Quentin Tarantino’s “Once Upon a Time … in Hollywood” is a nostalgic fable, alternate history, love letter to film, violent fantasy. Production designer Barbara Ling says it’s also very personal.

“It is his epic. It’s extremely personal to Quentin,” she said on the Sony lot. “He always says, ‘This is how I became a filmmaker. Growing up [here], my mom letting me go to movies really early. Watching TV. Whenever I could, going to the bookstore or poster shop, getting another comic.’ Everything was geared toward what he was reading and watching.”

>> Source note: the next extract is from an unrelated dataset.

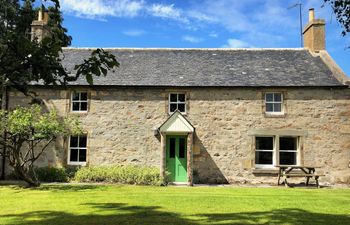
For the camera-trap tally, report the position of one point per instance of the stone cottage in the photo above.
(209, 115)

Tarantino’s deep knowledge of the area — Hollywood, the Valley — fuels the world of the film, just as Los Angeles native Ling’s does.

“He wanted as real as we could get, and not just landmarks. He would say, ‘I really like Van Nuys Boulevard. As a kid, I was driving on Van Nuys Boulevard in Panorama City — that’s where we used to go shopping.’

“The greatest line he ever said to me in terms of how things [for the film] were perceived was, ‘Imagine an 8-year-old lying in the back of his mom’s car, and his point of view.’ ”

Much has been made of the film’s restoration of 1969 Hollywood — the era-appropriate mural on Hollywood’s Aquarius Theatre, so many iconic façades in Westwood Village and Hollywood Boulevard. The production even repainted crosswalks to resemble those of the time.